British Columbia

Province gives go-ahead to Abbotsford quarry to destroy peregrine falcon nesting ledge

An Abbotsford company has been given the go-ahead from the province to remove a peregrine falcon nesting site from a quarry it plans to reopen. Conservationists and local residents say $75,000 in mitigation plans to encourage continued breeding at the site aren’t suitable.

Mountainside Quarries Group Inc. will spend $75,000 on mitigation

A mature and a young peregrine falcon photographed at the quarry site on Quadling Road in the Barrow Town area of Abbotsford B.C. (Howard Bailey)

An Abbotsford, B.C., company has been given the go-ahead from the province to remove a peregrine falcon nesting site from a quarry it plans to reopen.

The decision is a blow to a group of 17 local homeowners and conservationists who have been campaigning to preserve a rocky ledge at the site, which has been a productive nesting area for the dynamic bird of prey that has been on and off the federal government's endangered list as vulnerable to decline.

Peregrine falcons in B.C. still remain on government lists that include animals or ecosystems of concern or that are threatened.

The birds usually nest on rock ledges high on steep cliffs, mostly in undisturbed areas. Being near the top of the food chain, their well-being is an indicator of how B.C.'s biodiversity is doing.

Data compiled by the federal government shows that, since 1995, there have been on average around eight occupied nesting sites in the Lower Mainland for the subspecies of peregrine falcon found at the quarry site.
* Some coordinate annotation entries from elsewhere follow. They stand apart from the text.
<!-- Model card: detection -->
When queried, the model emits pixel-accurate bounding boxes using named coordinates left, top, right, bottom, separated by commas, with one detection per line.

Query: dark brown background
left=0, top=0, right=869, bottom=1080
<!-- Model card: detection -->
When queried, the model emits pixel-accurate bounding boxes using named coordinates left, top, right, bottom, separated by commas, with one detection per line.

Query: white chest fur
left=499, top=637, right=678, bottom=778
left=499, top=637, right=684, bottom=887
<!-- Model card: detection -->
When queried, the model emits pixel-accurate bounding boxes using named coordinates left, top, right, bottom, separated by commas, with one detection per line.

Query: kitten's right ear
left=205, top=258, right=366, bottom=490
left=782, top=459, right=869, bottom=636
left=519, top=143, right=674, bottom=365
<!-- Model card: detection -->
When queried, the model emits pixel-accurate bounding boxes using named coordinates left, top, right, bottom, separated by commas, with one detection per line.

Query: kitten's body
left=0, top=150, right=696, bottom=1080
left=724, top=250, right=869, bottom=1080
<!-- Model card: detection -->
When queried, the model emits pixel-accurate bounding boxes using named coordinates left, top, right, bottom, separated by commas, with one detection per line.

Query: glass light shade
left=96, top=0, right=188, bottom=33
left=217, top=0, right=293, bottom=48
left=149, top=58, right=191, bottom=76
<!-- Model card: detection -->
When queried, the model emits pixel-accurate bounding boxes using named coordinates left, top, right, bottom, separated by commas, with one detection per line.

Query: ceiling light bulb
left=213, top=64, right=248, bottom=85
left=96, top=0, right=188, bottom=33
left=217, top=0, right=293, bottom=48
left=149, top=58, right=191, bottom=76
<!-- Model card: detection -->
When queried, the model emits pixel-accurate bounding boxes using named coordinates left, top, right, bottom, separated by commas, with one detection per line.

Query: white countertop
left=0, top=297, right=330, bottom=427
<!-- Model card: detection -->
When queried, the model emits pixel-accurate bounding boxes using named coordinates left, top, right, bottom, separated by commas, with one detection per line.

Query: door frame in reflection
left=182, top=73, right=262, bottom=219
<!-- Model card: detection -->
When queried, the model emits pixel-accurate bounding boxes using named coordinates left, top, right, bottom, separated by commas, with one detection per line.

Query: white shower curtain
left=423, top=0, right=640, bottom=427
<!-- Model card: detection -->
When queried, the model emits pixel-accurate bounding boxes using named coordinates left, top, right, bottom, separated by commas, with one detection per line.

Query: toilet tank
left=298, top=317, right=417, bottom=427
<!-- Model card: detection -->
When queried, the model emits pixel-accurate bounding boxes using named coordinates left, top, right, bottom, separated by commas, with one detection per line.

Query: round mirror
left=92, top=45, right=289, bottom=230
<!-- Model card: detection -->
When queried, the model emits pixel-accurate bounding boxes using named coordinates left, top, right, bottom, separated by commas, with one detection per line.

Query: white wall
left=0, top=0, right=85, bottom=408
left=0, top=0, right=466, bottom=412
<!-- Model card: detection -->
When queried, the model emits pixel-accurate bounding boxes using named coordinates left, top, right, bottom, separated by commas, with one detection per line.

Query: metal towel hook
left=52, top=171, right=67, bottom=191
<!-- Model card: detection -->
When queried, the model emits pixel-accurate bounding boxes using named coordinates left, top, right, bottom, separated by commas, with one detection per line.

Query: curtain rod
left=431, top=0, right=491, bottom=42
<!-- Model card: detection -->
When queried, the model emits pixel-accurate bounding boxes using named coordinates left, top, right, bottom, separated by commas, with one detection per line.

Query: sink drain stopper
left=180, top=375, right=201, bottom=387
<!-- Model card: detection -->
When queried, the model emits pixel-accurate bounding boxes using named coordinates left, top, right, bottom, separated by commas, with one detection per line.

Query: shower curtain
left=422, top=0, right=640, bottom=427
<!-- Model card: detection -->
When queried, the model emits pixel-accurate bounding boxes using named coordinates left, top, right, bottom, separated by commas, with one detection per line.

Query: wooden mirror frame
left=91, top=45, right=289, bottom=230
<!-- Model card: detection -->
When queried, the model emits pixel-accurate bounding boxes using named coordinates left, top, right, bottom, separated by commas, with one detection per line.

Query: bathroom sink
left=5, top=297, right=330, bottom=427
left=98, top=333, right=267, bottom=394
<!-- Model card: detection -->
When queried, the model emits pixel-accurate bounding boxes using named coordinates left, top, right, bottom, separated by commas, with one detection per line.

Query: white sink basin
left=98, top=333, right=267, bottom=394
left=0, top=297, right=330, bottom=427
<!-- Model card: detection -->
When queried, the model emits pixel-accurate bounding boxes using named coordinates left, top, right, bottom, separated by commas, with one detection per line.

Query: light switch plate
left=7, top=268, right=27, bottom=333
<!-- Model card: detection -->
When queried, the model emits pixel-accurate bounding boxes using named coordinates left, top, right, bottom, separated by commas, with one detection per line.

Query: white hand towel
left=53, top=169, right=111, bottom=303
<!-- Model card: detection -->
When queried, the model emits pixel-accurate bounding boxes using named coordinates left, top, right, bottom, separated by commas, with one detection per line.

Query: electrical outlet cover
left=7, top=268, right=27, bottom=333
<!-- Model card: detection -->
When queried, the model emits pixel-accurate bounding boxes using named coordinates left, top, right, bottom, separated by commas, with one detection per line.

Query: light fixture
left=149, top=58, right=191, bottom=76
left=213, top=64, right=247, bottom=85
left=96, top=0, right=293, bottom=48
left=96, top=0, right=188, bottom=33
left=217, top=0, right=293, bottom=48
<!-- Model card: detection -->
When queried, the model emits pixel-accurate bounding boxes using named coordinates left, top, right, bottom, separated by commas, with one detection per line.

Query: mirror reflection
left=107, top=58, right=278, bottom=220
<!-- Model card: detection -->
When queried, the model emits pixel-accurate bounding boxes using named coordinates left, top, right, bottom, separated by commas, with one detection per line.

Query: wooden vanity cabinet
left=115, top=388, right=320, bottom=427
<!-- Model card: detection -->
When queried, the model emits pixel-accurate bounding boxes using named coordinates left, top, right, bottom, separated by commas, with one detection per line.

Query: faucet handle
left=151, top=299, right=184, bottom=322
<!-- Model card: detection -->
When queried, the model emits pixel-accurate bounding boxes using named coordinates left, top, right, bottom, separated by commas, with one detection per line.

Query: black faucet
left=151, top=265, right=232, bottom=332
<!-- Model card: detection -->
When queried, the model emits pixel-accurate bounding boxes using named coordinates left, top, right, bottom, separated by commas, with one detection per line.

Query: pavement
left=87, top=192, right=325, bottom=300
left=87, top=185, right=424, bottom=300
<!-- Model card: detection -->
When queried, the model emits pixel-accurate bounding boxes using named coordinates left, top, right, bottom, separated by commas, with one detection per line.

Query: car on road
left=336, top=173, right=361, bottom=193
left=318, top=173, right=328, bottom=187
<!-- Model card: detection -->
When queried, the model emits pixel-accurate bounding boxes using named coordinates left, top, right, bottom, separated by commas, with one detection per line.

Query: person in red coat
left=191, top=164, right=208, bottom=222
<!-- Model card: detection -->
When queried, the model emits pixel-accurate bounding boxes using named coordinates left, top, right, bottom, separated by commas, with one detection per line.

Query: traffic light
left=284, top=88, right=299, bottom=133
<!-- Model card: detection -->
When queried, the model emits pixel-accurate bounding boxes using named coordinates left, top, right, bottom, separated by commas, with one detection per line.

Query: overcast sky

A pair of young peregrine falcons at an abandoned quarry in Abbotsford that has been a productive site for the birds since it closed in 2012. A new owner has been given a permit by the province to remove the ledge where the birds breed. (Howard Bailey)

Howard Bailey, a scientist advocating for the resident group and an avid birder, has regularly visited the site for the past six years to observe the peregrines who nest and raise their young there.

"It's literally ... a source of young for the region," he said

'Be absolutely careful'

Bailey, along with local resident Chris Kitt, who for the past 14 years has lived less than 200 metres from the quarry site on Quadling Road, say that the provincially approved mitigation strategies won't guarantee that the falcons will continue to nest and reproduce at the site.

"You want to be absolutely careful with the remaining viable nesting sites, especially if you're looking at how to recover this population over the long term," Bailey said. 

For the past three years, Mountainside Quarries Group Inc. has been working toward reopening the quarry, which was shuttered in 2012 after its previous owner went bankrupt.

 

Mountainside says it has obtained a mining permit from the province to reopen the quarry to mine for aggregate.

For safety reasons, the company says it needs to remove the ledge where peregrine falcons have been nesting. To do so, the company needed to obtain a special permit from the Ministry of Forests, Lands, Natural Resource Operations and Rural Development (FLNRORD) as the B.C. Wildlife Act protects peregrine falcon nests from being disturbed or destroyed.

On Friday, the ministry issued the permit to Mountainside.

It said the decision was made based on available falcon population estimates, trends in productivity and consultation with local groups and the company.

The province says the company has agreed to create new nest ledges on site and new nest boxes, and to monitor them for the next five years.

Mountainside will also arrange for satellite transmitters to be placed on the pair of falcons that have previously bred at the site, in order to facilitate a study of them for the next four years.

Peregrine falcons at a quarry on Quadling Road in Abbotsford. (Howard Bailey)

Mountainside to spend $75K on mitigation

"Given the mining operation, FLNRORD believes that the mitigation to be completed is reasonable to address the relative risks to these falcons and the local species population," a ministry spokesperson said in an email.

Mountainside said it will spend $75,000 on the mitigation.

"It's a comprehensive mitigation plan," said John Moonen, a spokesperson for the company.

"We've agreed to spend the money and do this plan. It makes up for the loss of that nesting ledge."

Moonen says the company is still working on operational plans with the City of Abbotsford before beginning work.

He did not say when work at the site would begin.

Kitt said the residents group will try to appeal the decision to issue the company the permit to destroy the nesting ledge.